IBM P5 570 Server User Manual


 
Chapter 3. Capacity on Demand, RAS, and manageability 59
If the output shows CPU Guard as disabled, enter the following command to enable it:
chdev -l sys0 -a cpuguard='enable'
Cache or cache-line deallocation is aimed at performing dynamic reconfiguration to bypass
potentially failing components. This capability is provided for both L2 and L3 caches. Dynamic
run-time deconfiguration is provided if a threshold of L1 or L2 recovered errors is exceeded.
In case of an L3 cache run-time array single-bit solid error, the spare chip resources are used
to perform a L3 cache line delete on the failing line.
PCI hot-plug slot fault tracking helps prevent slot errors from causing a system machine check
interrupt and subsequent reboot. This provides superior fault isolation, and the error affects
only the single adapter. Run-time errors on the PCI bus that are caused by failing adapters
will result in recovery action. If this is unsuccessful, the PCI device will be gracefully shut
down. Parity errors on the PCI bus itself will result in bus retry and, if uncorrected, the bus and
any I/O adapters or devices on that bus will be deconfigured.
The p5-570 supports PCI Extended Error Handling (EEH) if it is supported by the PCI-X
adapter. In the past, PCI bus parity errors caused a global machine check interrupt, which
eventually required a system reboot in order to continue. In the p5-570 system, hardware,
system firmware, and AIX interaction has been designed to allow transparent recovery of
intermittent PCI bus parity errors and graceful transition to the I/O device available state in the
case of a permanent parity error in the PCI bus.
EEH-enabled adapters respond to a special data packet that is generated from the affected
PCI slot hardware by calling system firmware, which examines the affected bus, allows the
device driver to reset it, and continues without a system reboot.

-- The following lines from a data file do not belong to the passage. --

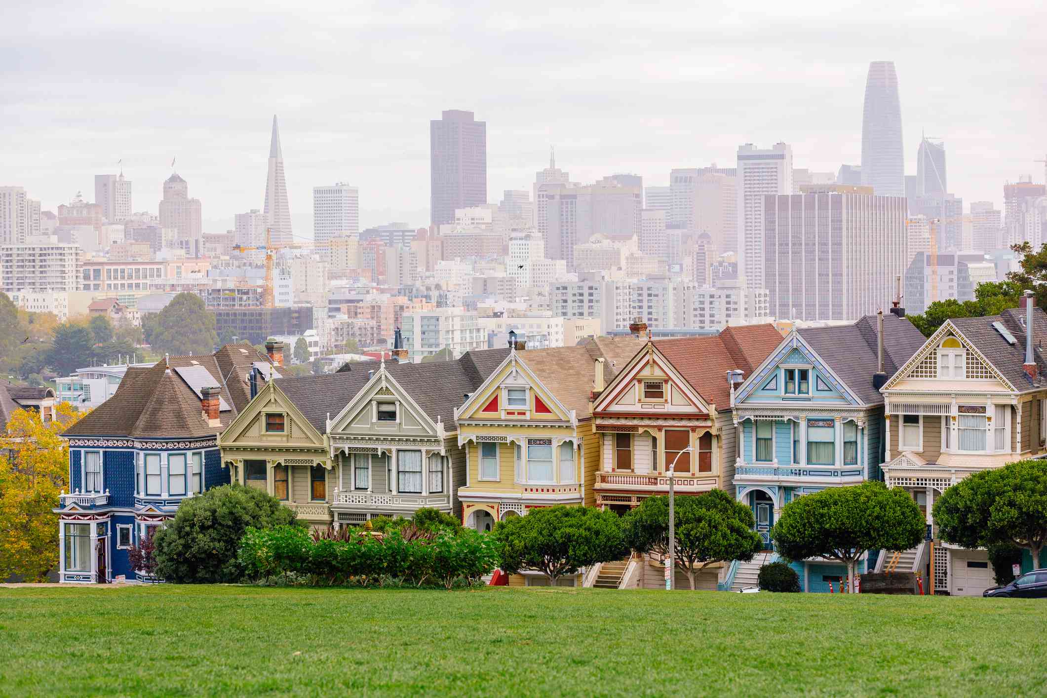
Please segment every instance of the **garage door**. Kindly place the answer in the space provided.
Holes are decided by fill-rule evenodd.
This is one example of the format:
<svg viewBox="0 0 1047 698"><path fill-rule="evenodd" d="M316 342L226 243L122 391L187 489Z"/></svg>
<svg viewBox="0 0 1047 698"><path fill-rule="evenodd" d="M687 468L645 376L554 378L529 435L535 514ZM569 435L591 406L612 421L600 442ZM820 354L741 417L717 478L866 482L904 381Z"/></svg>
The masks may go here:
<svg viewBox="0 0 1047 698"><path fill-rule="evenodd" d="M957 596L980 596L981 592L996 582L993 567L984 550L953 550L953 587L950 592Z"/></svg>

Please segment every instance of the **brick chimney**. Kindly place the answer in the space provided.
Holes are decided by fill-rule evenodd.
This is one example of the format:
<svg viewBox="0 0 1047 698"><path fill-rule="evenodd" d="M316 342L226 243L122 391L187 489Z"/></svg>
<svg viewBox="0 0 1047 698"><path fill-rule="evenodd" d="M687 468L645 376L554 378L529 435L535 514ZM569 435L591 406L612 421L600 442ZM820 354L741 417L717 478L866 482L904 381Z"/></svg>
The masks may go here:
<svg viewBox="0 0 1047 698"><path fill-rule="evenodd" d="M207 426L218 427L222 422L218 418L219 395L222 388L200 388L200 407L203 410L203 419L207 420Z"/></svg>
<svg viewBox="0 0 1047 698"><path fill-rule="evenodd" d="M266 342L265 353L269 356L269 360L272 361L274 366L284 365L284 344L282 342Z"/></svg>

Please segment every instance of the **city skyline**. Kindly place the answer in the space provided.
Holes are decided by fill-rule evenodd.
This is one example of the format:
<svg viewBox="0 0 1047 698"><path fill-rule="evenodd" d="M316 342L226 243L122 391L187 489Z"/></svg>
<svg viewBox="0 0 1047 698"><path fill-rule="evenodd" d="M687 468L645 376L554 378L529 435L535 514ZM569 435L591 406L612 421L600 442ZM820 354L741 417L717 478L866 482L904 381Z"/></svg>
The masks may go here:
<svg viewBox="0 0 1047 698"><path fill-rule="evenodd" d="M121 22L133 23L138 10L126 8L120 21L114 21L115 10L103 13L98 20L76 12L61 19L50 13L45 19L27 8L14 12L47 36L68 22L83 26L98 21L107 31L122 31ZM717 10L708 12L715 15ZM277 45L270 55L262 51L261 42L254 39L257 32L244 32L232 47L220 50L219 38L228 36L232 17L217 13L215 23L194 38L194 46L214 63L214 74L203 73L207 61L175 52L178 49L156 49L138 63L113 67L114 86L127 95L120 96L119 90L110 90L110 95L117 95L117 105L130 107L107 102L107 118L99 119L87 106L89 95L84 90L66 88L82 71L90 70L96 61L113 58L112 51L118 50L101 45L105 32L96 40L73 40L74 45L93 52L70 66L54 54L45 55L39 43L25 43L24 30L10 31L5 43L18 54L19 71L6 93L0 125L18 138L0 165L0 183L24 186L29 196L42 201L44 209L53 209L75 192L90 190L94 175L117 173L116 162L122 159L125 175L135 182L134 208L152 210L162 181L171 174L168 164L177 157L179 174L192 182L194 197L204 204L205 231L221 232L232 227L235 213L263 207L261 172L265 170L269 119L276 113L284 126L282 144L289 163L288 192L296 238L308 237L313 228L312 187L333 181L359 187L361 227L392 220L421 226L429 215L427 121L448 109L472 111L477 120L488 123L487 188L492 203L500 199L504 189L531 188L534 172L548 161L551 144L557 148L560 166L583 184L630 172L642 175L646 185L666 185L673 167L713 162L730 165L738 145L779 140L793 147L796 167L834 172L841 164L861 162L865 77L869 62L877 60L893 61L898 72L903 132L909 134L904 141L906 174L916 174L917 134L926 131L946 141L950 189L965 201L993 201L999 207L1005 181L1013 182L1027 174L1041 181L1042 166L1032 160L1043 157L1045 145L1035 142L1031 134L1038 133L1035 116L1043 113L1047 98L1042 90L1032 88L1042 81L1029 73L1030 66L1034 73L1035 65L1045 64L1037 60L1044 49L1030 41L1027 20L1031 9L951 8L946 44L956 47L971 42L968 48L976 43L995 47L992 67L981 65L988 48L982 49L979 59L975 50L929 54L912 45L920 31L940 26L941 17L910 16L898 31L879 20L878 14L833 12L837 14L816 18L819 21L809 29L809 43L795 48L795 42L788 47L774 43L771 20L754 19L755 24L747 24L741 15L715 15L716 21L710 25L714 32L701 28L708 19L701 14L667 16L651 8L629 17L633 24L630 31L641 29L642 41L623 43L618 53L604 57L600 63L582 61L569 70L551 73L542 91L554 98L541 102L556 107L539 111L530 104L535 88L516 72L524 59L533 55L525 51L522 58L508 57L511 51L495 46L490 39L470 39L463 46L448 48L446 54L431 61L427 55L426 63L409 66L404 63L413 61L417 49L404 53L406 58L399 62L384 57L377 63L354 53L362 63L343 76L340 92L344 94L336 98L314 92L318 77L305 72L321 60L352 51L330 41L297 46L295 42L305 41L305 32L320 30L314 20L257 18L263 26L287 24L286 43ZM327 28L324 36L331 39L336 29L347 36L359 30L377 31L380 39L392 30L387 20L361 13L362 18L352 18L360 19L359 29L348 24L350 18L338 17L331 22L334 28ZM547 26L540 18L524 21L488 14L469 20L454 18L452 22L481 23L498 37L499 44L510 48L548 35L545 41L556 40L556 45L533 67L540 70L545 62L587 51L598 35L602 40L623 37L622 29L616 28L623 22L614 13L609 15L594 20L592 28L577 29L577 46L559 41L564 39L563 29ZM666 22L670 17L673 22ZM52 24L44 26L46 22ZM184 28L180 22L175 18L157 30ZM410 26L399 27L398 40L409 42L429 36L436 28L436 16L423 13ZM717 43L683 52L673 48L672 53L662 48L660 44L665 42L661 39L685 30L691 30L694 38L716 33ZM764 46L766 60L757 62L747 52L755 38L772 42ZM841 54L838 48L845 39L853 41ZM235 58L233 47L257 62L248 65ZM292 49L298 48L302 55L273 76L272 89L264 94L251 91L245 96L243 88L230 90L228 95L216 93L226 83L231 87L238 77L276 70L275 61L286 61ZM831 64L824 63L828 48L833 49L836 59ZM729 60L721 57L713 61L716 50ZM937 58L949 53L953 55L948 63ZM485 59L482 66L462 67L467 59L481 57ZM664 65L672 66L671 74L663 74L659 61L670 58L672 61ZM168 102L165 109L154 109L162 81L153 78L164 73L164 80L170 80L170 62L176 59L185 61L186 76L199 80L182 91L179 104L172 107ZM453 84L433 80L433 71L447 64L455 69ZM626 70L618 74L621 69ZM594 80L582 87L584 74ZM1024 77L1000 81L1001 74ZM484 75L502 80L487 81ZM143 87L147 83L149 87ZM928 89L929 85L933 87ZM50 89L43 90L45 86ZM49 96L52 92L64 96L57 99ZM792 104L783 104L786 93L795 97ZM653 102L655 95L658 102ZM338 99L349 96L355 106L339 106ZM233 97L239 100L237 108L228 102ZM653 104L658 104L656 110L651 108ZM766 104L775 105L772 118ZM994 129L987 119L999 116L1002 104L1007 105L1007 128L1000 125Z"/></svg>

Persistent deallocation functions include:
Processor
Memory
Deconfigure or bypass failing I/O adapters
L3 cache
Following a hardware error that has been flagged by the service processor, the subsequent
reboot of the system invokes extended diagnostics. If a processor or L3 cache has been
marked for deconfiguration by persistent processor deallocation, the boot process will attempt
to proceed to completion with the faulty device automatically deconfigured. Failing I/O
adapters will be deconfigured or bypassed during the boot process.
3.2.8 Serviceability
By increasing service productivity, the system is up and running for a longer time. p5-570
improves service productivity by providing the following functions.
Error indication and LED indicators
The p5-570 is designed to be installed by an IBM service representative. The addition of most
hardware features after the install is customer setup. To help the customer and the IBM
service representative, the p5-570 provides internal LED diagnostics that identify parts that
require service. Indication of an error is provided through a series of light attention signals,
Note: The auto-restart (reboot) option, when enabled, can reboot the system automatically
following an unrecoverable software error, software hang, hardware failure, or
environmentally induced failure (such as loss of power supply).